Introduction
A word cloud is a visual representation of word, with more frequent word appear large and bold and less frequency small. In other words the more often a word occurs within a body of text, the larger it appears in the word cloud. This allows you to see immediately which words are most prominent and maybe most important. This state–of–the–art data analysis is widely refered to as text data mining and other call it text analytics. Text mining is the process of deriving high-quality information from text. High-quality information is typically derived through the devising of patterns and trends through means such as statistical pattern learning. In this post I illustrate steps you need to create a wordcloud with the text from the Bible!

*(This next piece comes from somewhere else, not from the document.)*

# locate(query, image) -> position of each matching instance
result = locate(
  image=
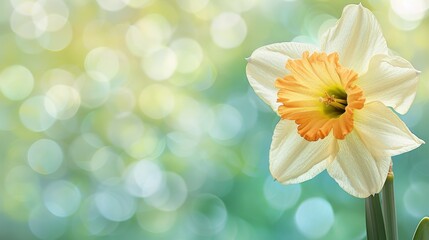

In this post I analyse text from the last Book in Old Testament called Malachi. Briefly, the word Malachi is hebrew, which means my messenger in English. After many years of exile, the Israel return to their land and expected to enjoy the unlimited blessing of God. This did not prove to be so, and as a result people began to doubt whether God really cared for them. Malachi, the prophet replied that the fault was on their side, not God. They had, by their sins, created barriers that hindered the flow and enjoyment of God’s love.
Packages
We need to load the packages of some function that we are going to use in this post, the package can be loaded using either library()
or require()
function. I prefer the require()
function and is the one I used to load the package as highlighted in the chunk below;
require(tm)
require(RColorBrewer)
require(tidyverse)
require(magrittr)
require(ggwordcloud)
Text Data
Coene (2019) developed a sacred package that bundle the whole King James Version bible. This bible contains all 66 books and each verse is structured in a row. We can obtain this bible with the line of code below
scripture = sacred::king_james_version
The bible comes as a data frame with four column shown in table 1
Number | Book | Chapter | Verse | Text |
---|---|---|---|---|
43 | JOH | 10 | 2 | But he that entereth in by the door is the shepherd of the sheep. |
44 | ACT | 28 | 21 | And they said unto him, We neither received letters out of Judaea concerning thee, neither any of the brethren that came shewed or spake any harm of thee. |
55 | TI2 | 24 | 6 | For I am now ready to be offered, and the time of my departure is at hand. |
38 | ZAC | 13 | 3 | And it shall come to pass, that when any shall yet prophesy, then his father and his mother that begat him shall say unto him, Thou shalt not live; for thou speakest lies in the name of the LORD: and his father and his mother that begat him shall thrust him through when he prophesieth. |
43 | JOH | 4 | 25 | The woman saith unto him, I know that Messias cometh, which is called Christ: when he is come, he will tell us all things. |
24 | JER | 51 | 58 | Thus saith the LORD of hosts; The broad walls of Babylon shall be utterly broken, and her high gates shall be burned with fire; and the people shall labour in vain, and the folk in the fire, and they shall be weary. |
19 | PSA | 38 | 11 | My lovers and my friends stand aloof from my sore; and my kinsmen stand afar off. |
24 | JER | 37 | 5 | Then Pharaoh’s army was come forth out of Egypt: and when the Chaldeans that besieged Jerusalem heard tidings of them, they departed from Jerusalem. |
47 | CO2 | 23 | 16 | Nevertheless when it shall turn to the Lord, the vail shall be taken away. |
58 | HEB | 1 | 3 | Who being the brightness of his glory, and the express image of his person, and upholding all things by the word of his power, when he had by himself purged our sins, sat down on the right hand of the Majesty on high. |
Because our interest is to analyse the text in the KJV, I only pick the text from the Malachi, you can pick any book by using a filter()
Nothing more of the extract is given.